Arias criticó que “sin fundamento alguno, y evidenciando un profundo desconocimiento de nuestra legislación electoral, descalificó e irrespetó la investidura de la Presidenta del Tribunal Supremo de Elecciones y del resto de magistrados”.
“Costa Rica ha tenido y seguirá teniendo elecciones libres y democráticas gracias a la labor del TSE. No son de recibo insinuaciones que pongan en duda la imparcialidad de sus miembros”, aseguró.
Arias señaló que “una vez más, el presidente arremete contra la institucionalidad: contra la Corte Suprema de Justicia, contra el fiscal general que lo investiga, contra la Contraloría General de la República, contra esta Asamblea Legislativa, contra empresas y contra cualquier persona que no se someta a su voluntad”.
“Ayer mismo, amenazó con despedir al director general de Tributación si no ejecuta sus instrucciones políticas para investigar, con fines intimidatorios, a empresas privadas. Esto es gravísimo. Un presidente no puede usar su poder para perseguir opositores ni extorsionar al sector privado”, agregó.
Arias indicó que “también lanzó una amenaza velada a todo el empresariado nacional: quien no se pliegue a sus designios podría ver divulgadas sus actividades financieras o, peor aún, ser víctima de falsedades creadas para dañar su reputación y afectar sus negocios”.
“La intimidación de personas, el abuso del poder y la amenaza constante a quienes piensan distinto”, eso es según el presidente del Congreso lo que estamos viendo en la Administración Chaves Robles.

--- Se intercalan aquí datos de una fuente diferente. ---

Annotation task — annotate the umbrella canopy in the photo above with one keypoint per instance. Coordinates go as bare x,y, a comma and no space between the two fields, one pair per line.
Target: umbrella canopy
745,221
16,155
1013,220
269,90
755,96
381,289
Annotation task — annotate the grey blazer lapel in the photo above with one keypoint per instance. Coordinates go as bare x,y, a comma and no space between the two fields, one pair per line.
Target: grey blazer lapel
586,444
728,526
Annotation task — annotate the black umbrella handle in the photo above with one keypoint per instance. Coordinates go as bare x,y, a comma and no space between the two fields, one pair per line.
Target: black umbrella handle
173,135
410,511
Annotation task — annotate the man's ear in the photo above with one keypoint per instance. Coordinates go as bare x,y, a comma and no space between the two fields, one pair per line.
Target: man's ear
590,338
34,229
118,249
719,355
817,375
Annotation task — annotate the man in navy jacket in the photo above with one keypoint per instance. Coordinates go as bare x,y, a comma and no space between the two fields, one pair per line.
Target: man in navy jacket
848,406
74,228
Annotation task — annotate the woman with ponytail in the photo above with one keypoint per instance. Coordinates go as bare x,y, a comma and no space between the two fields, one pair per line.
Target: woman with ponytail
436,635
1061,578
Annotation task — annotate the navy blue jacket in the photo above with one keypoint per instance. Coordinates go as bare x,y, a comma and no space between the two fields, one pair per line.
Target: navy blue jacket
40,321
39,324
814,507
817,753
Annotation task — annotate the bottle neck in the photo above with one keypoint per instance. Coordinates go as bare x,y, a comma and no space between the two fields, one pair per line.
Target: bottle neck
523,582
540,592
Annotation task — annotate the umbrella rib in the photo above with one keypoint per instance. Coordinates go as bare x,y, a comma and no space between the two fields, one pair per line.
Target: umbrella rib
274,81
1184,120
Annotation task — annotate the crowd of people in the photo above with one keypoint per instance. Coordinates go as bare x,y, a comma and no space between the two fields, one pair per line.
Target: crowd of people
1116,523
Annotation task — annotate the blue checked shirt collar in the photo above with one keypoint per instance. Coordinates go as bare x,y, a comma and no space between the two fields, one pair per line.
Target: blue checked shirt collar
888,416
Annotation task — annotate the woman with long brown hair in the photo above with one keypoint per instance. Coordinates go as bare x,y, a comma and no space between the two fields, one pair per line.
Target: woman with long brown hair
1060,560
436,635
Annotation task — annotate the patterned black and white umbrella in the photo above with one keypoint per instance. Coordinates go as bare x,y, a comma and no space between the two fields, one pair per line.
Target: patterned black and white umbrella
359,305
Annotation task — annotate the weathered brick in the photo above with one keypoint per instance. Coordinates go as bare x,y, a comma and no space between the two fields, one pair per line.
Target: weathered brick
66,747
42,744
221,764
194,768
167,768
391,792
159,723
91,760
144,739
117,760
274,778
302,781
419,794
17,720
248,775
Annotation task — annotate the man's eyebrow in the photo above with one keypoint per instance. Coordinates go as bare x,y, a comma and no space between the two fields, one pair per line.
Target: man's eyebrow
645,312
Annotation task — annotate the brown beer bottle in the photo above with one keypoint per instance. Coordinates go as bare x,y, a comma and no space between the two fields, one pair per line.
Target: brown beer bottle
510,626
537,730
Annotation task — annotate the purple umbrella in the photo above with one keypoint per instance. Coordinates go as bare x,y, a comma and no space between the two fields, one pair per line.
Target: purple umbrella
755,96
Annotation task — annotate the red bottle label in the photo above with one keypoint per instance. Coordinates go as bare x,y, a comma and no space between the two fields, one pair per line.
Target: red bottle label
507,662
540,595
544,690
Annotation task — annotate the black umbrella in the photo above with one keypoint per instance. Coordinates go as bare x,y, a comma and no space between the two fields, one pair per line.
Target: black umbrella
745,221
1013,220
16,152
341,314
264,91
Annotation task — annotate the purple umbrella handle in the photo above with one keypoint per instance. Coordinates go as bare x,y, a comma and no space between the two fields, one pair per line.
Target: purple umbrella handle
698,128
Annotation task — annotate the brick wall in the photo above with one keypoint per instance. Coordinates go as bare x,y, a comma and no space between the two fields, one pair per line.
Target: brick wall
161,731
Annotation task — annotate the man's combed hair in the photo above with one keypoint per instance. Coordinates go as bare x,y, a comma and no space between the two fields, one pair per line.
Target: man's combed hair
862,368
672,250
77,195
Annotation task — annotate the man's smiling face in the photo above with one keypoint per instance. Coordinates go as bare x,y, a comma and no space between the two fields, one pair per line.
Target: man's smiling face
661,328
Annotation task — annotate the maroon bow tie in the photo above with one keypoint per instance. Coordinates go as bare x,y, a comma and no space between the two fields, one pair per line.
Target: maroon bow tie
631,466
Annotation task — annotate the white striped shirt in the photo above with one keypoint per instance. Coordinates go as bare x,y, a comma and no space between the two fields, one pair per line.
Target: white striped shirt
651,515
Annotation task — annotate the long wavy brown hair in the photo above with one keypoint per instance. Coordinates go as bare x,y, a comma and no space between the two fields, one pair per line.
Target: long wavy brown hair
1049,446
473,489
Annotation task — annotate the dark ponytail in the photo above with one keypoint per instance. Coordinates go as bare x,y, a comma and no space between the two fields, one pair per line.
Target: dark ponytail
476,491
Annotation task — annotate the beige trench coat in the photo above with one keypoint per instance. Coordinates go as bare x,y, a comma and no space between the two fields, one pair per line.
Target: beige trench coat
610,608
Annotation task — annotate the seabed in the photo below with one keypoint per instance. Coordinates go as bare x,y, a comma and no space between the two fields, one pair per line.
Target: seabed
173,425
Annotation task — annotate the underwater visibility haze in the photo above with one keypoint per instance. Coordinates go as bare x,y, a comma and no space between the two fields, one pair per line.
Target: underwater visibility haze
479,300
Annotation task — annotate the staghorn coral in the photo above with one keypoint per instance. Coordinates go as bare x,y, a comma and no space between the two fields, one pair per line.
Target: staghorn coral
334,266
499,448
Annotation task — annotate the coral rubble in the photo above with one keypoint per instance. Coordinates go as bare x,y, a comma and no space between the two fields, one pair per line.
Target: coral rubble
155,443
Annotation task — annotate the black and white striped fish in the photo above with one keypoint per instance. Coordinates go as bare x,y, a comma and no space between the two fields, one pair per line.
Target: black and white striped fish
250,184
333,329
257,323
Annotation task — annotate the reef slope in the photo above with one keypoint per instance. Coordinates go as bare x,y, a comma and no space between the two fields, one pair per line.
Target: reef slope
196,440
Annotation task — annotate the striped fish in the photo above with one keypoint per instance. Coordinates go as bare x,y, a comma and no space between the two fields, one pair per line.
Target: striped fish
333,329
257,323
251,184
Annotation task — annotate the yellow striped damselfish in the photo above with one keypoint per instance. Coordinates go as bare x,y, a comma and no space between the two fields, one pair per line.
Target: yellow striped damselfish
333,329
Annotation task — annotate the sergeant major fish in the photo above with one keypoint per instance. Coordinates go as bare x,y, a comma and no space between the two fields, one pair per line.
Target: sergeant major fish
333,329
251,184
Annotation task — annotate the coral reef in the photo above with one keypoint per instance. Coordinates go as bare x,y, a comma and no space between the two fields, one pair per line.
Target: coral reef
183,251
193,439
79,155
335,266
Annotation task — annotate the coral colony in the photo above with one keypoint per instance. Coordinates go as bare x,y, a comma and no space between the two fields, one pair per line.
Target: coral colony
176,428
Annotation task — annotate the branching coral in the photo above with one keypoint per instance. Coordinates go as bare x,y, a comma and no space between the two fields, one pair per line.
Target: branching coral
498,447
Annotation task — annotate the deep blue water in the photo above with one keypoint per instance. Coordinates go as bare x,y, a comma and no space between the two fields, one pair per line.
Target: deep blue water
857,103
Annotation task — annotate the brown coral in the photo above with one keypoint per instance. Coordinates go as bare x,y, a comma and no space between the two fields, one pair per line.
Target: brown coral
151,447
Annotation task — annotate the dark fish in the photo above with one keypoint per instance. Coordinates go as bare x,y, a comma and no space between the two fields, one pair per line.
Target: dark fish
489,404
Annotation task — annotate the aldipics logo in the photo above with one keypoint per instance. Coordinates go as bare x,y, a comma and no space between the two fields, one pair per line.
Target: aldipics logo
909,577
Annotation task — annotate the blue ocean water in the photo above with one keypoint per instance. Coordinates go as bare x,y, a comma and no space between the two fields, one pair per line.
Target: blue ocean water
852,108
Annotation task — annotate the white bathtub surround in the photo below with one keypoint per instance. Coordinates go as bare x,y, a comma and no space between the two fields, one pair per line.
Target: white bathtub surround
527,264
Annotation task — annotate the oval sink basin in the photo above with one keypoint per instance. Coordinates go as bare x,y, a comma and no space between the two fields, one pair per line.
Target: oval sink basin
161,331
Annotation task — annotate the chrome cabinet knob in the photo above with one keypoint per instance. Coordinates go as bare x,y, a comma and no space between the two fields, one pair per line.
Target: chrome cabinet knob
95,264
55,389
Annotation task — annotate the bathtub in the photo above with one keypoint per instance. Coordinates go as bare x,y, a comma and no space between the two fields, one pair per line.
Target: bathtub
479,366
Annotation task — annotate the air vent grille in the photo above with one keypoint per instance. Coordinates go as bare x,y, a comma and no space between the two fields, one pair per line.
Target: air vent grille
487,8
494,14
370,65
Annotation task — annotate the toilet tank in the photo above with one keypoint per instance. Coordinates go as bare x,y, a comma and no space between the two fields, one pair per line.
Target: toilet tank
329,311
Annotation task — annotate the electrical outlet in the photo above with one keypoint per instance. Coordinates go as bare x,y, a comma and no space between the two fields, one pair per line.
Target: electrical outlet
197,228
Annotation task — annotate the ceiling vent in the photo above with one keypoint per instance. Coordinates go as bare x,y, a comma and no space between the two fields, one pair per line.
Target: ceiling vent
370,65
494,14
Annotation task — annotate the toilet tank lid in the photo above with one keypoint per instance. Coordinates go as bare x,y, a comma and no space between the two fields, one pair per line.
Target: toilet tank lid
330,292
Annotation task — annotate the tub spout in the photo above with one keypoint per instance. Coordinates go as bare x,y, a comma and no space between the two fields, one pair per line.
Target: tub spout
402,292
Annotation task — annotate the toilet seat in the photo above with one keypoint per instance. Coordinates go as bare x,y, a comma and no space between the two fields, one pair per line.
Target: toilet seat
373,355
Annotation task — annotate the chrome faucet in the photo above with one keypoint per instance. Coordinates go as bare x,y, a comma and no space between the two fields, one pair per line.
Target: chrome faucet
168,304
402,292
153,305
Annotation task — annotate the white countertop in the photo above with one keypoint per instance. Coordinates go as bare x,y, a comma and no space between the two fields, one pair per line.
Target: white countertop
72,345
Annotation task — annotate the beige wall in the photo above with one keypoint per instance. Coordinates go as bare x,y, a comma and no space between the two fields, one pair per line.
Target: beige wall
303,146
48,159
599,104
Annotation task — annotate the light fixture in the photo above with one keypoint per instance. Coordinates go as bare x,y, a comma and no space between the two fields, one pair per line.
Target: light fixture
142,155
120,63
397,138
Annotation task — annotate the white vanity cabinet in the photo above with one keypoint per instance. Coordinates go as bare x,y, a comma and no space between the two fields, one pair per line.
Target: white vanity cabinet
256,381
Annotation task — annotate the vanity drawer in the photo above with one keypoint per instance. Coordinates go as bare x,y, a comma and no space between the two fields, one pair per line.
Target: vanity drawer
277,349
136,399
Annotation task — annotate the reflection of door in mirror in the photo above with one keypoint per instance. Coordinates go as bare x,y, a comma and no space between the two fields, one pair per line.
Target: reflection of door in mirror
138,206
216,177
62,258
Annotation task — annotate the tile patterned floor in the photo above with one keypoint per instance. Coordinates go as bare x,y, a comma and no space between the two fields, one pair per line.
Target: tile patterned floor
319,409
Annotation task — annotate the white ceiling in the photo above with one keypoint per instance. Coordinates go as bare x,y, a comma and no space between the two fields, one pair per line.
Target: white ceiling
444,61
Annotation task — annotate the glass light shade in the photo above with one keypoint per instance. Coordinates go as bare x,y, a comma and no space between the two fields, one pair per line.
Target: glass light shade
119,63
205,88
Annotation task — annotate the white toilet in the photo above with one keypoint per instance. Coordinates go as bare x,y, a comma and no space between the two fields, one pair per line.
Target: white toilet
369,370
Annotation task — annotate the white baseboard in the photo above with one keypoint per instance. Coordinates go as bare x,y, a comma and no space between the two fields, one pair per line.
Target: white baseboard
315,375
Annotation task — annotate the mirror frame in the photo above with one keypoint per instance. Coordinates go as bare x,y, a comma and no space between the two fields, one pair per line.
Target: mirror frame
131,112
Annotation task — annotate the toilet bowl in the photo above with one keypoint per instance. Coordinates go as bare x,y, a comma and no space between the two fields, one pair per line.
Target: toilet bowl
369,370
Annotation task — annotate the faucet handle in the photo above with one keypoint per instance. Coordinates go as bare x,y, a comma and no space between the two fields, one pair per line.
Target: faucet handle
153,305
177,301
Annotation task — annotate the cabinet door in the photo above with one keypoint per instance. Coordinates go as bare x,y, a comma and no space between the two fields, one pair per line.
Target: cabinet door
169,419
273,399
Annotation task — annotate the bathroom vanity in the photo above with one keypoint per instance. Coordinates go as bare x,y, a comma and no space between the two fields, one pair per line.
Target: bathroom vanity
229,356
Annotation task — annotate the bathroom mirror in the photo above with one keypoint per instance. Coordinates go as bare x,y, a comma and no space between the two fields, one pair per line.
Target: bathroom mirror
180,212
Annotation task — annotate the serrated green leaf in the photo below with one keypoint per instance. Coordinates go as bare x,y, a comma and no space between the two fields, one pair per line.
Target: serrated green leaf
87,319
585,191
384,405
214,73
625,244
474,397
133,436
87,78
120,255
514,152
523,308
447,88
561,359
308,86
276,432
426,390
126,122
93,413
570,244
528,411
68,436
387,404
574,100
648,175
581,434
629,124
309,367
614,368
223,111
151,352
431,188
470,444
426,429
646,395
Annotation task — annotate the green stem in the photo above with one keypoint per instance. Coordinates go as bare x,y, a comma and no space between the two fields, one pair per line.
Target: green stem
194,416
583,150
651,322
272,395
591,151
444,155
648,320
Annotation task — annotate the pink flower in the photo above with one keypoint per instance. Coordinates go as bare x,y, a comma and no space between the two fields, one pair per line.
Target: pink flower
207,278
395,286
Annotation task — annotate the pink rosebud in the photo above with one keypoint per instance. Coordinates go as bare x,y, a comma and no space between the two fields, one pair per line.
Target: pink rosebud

Arias comentó que “el presidente expresó su vergüenza porque en el discurso conmemorativo del 75 aniversario de nuestra Constitución, cité un fragmento del poema Patria, de nuestro gran poeta Jorge Debravo, que dice:
“Quiero a mi patria siempre en la mano.
Mansa y pequeña como un garbanzo.
Sin rifles negros. Sin sables blancos.”
A mí no me avergüenza haber citado un verso que encarna el anhelo de paz y democracia de nuestra nación. A mí no me avergüenza Jorge Debravo, símbolo de nuestra poesía y de nuestra identidad”.
“Lamento profundamente que al presidente sí le avergüence. Imagino que sus modelos no se encuentran en esta tierra ni en nuestros valores, sino en otros horizontes donde se aplaude el autoritarismo y se desprecia la libertad”, concluyó.